Bridge.b(s, x, P::Heston) = R2(P.mu*x[1], P.kappa*(P.theta - x[2]))
Bridge.σ(s, x, P::Heston) = Diagonal(R2(sqrt(x[2])*x[1], P.sigma*sqrt(x[2])))
We choose the following setting, where the parameter values match what one may expect with real data.
T = 1.0
n = 4000
P = Heston(mu = 0.02, kappa = 7.0, theta = 0.04, sigma = 0.6)
Heston(0.02, 7.0, 0.04, 0.6)
The process is first simulated on a fine grid and next subsampled at $n=4000$ random time points. Here we define these grids. Random sampling creates a non-uniform grid, which is what one typically sees with real financial data, where observations are not equispaced in time.
nf = 10 # generate the process on a finer grid than it is observed
tfine0 = T .* sort(rand(n*nf-1))
tfine = [0.0; tfine0; T]
is = [i <= n-1 for i in 1:length(tfine)-2]
is = [true; is[randperm(length(is))]; true]
t = tfine[is];
Now we generate a sample path with the Euler scheme from correlated Brownian motions, and $\log$-transform and subsample the data. By Itô’s formula we know the true volatility of the log-transformed process $S$ is in fact the process $Z$.
u = R2(1., P.theta)
W = sample(tfine, Wiener{R2}())
ρ = -0.6
map!(v->R2(v[1], ρ*v[1] + sqrt(1-ρ^2)v[2]), W.yy, W.yy) # correlate Brownian motions
Xfine = solve(EulerMaruyama(), u, W, P)
xtrue = log.(first.(Xfine.yy[is]))
s0(t) = sqrt(Xfine.yy[searchsortedfirst(Xfine.tt, t)][2])
y = copy(xtrue)
η0 = 0.005^2
y .+= randn(n + 1) * sqrt(η0);
Perform inference using MicrostructureNoise
.
This proceeds along the same lines as before.

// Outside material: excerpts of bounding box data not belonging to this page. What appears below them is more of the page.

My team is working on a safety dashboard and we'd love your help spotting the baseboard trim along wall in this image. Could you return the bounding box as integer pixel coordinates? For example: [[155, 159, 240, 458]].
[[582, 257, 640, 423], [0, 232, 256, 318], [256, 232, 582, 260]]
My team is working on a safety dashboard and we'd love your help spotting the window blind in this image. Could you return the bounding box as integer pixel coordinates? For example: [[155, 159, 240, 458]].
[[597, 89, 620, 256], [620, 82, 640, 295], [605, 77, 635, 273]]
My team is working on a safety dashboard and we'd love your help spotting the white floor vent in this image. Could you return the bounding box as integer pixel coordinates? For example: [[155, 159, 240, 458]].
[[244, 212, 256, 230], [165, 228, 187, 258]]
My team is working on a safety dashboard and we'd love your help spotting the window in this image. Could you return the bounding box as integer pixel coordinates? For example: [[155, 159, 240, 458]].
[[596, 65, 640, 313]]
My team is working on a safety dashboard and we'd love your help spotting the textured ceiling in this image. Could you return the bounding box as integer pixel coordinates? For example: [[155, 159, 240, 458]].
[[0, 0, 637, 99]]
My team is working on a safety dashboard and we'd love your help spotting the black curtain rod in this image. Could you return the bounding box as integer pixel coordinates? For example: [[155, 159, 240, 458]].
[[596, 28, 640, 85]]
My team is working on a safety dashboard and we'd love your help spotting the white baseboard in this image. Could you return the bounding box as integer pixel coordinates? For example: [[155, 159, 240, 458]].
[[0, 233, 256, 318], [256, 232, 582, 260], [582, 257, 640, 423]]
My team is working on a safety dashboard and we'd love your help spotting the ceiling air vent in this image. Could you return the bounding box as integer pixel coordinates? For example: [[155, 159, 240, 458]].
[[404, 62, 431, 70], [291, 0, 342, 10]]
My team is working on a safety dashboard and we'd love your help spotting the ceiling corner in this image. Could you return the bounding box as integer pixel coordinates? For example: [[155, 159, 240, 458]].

α = 5.0 # Initial smoothness hyperparameter guess
σα = 3.0 # Random walk step size for smoothness hyperparameter
td, θs, ηs, αs, p = MicrostructureNoise.MCMC(prior, t, y, α, σα, 10000, printiter=500);
println("acceptance probability $p")
500 α 6.853859145847748✓ √η0.005771926854201921
1000 α 2.3675920707901756 √η0.005699848296846304
1500 α 5.192703331810684✓ √η0.0056889793178693405
2000 α 6.672726750385639✓ √η0.005739263457748688
2500 α 10.954010592981682 √η0.00557738229744995
3000 α 7.335157644685448 √η0.005621248336034742
3500 α 3.2354172026801753✓ √η0.005727353421158912
4000 α 2.6568201471608495 √η0.005689253410411969
4500 α 3.099298872537003✓ √η0.005632507527647822
5000 α 7.762047671683255 √η0.005663289695359922
5500 α 5.852303831066731✓ √η0.005673097727805116
6000 α 2.5595148075010314 √η0.005753480671481345
6500 α 7.32620642995769 √η0.005607045117888518
7000 α 2.7717265420538233 √η0.005898376055226177
7500 α 10.030202608593427 √η0.0057819434558757715
8000 α 4.106323352786911 √η0.005709326208812153
8500 α 4.890730550576268✓ √η0.005731542876067114
9000 α 10.340522219236512 √η0.0056670123045837574
9500 α 8.682764529222913✓ √η0.00564884996370438
10000 α 7.680984090492615✓ √η0.005697928748866279
acceptance probability 0.347
posterior = MicrostructureNoise.posterior_volatility(td, θs)
tt, mm = MicrostructureNoise.piecewise(posterior.post_t, posterior.post_median[:])
plot(tt, mm, label="posterior median", linewidth=0.5, color="dark blue")
plot!(t[1:10:end], (s0.(t[1:10:end])).^2, label="true volatility", color="red")
plot!(MicrostructureNoise.piecewise(posterior.post_t, posterior.post_qlow[:])...,
fillrange = MicrostructureNoise.piecewise(posterior.post_t, posterior.post_qup[:])[2],
fillalpha = 0.2,
alpha = 0.0,
fillcolor="darkblue",
title="Volatility estimate", label="marginal $(round(Int,posterior.qu*100))% credibility band")
The greyish band mostly covers the red curve, the true volatility. Also the posterior median (blue line) globally follows the movement of the true volatility.
This is nice: Without any knowledge of the model, completely ignoring the drift, we still get a nice estimate and reasonable uncertainty quantification of the underlying volatility, and that having only indirect and noisy observations at our hand.
A histogram confirms that also the estimate of the observational noise is close to its true value.
histogram(sqrt.(ηs[end÷2:end]), nbins=20, label="eta")
References
Shota Gugushvili, Frank van der Meulen, Moritz Schauer, and Peter Spreij: Nonparametric Bayesian volatility estimation. arxiv:1801.09956, 2018.
Shota Gugushvili, Frank van der Meulen, Moritz Schauer, and Peter Spreij: Nonparametric Bayesian volatility learning under microstructure noise. arxiv:1805.05606, 2018.